Recently, some early reports started slipping out about The Elder Scrolls Online, the first MMO from Zenimax using the Elder Scrolls world as its backdrop. What's coming out around this title certainly bodes well for players, but the universal question is, just how well is it likely to do?
We begin with something of a universal truth: World of Warcraft and its various expansion packs pretty much own MMO. While we slip away every so often to try a little slice of new and different--The Secret World, Star Wars: The Old Republic, Eve Online, and so on--most gamers out there come back to World of Warcraft. It's where their friends are, it's the game they know and enjoy and have come to have the most fun playing.
But The Elder Scrolls Online has a little something extra going for it. It's not that the game has a particularly excited fanbase that will look forward to such a game. It does, of course--I happen to be a pretty big Elder Scrolls fan myself--but so too did Star Wars: The Old Republic. Here, I'm thinking of the look of the game. Looking at The Elder Scrolls Online and comparing it to World of Warcraft is like looking at an Xbox launch title and comparing it against an Xbox 360 launch title. There's barely a comparison.
Looks, however, only go so far. Gameplay has something to say too, and from the sounds of things, The Elder Scrolls Online will have plenty of options to pursue. That's the kind of thing that goes a long way.

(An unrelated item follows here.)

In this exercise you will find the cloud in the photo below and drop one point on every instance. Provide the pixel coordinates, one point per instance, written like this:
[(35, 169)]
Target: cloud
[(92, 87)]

In fact, in much the same way that Elder Scrolls games have in the past--as well as those newer entries into the Fallout vein--there will be a main quest to pursue, but there will also be side quests to launch into from the introductory zones. In World of Warcraft style, these seem to revolve going places and killing things, but then that's not too far from what the Elder Scrolls would do. So seeing it happen here actually fits in reasonably well. But it's not all fetch quests, either; some are multi-part quests in which one quest kicks off three smaller quests that should be finished to get the parts for the larger quest. Depending on how you treat these parts, your next quest may be harder, or easier, than normal based on what all you did to assemble the parts.
That sounds like standard Elder Scrolls, and in a big world like Tamriel, there's plenty of potential for more.action to come. I'm more a console gamer than a PC gamer, but I have to admit I've had more of an interest in some PC games of late. It's exciting to think about the possibilities to come, and the growing field will have to be watched.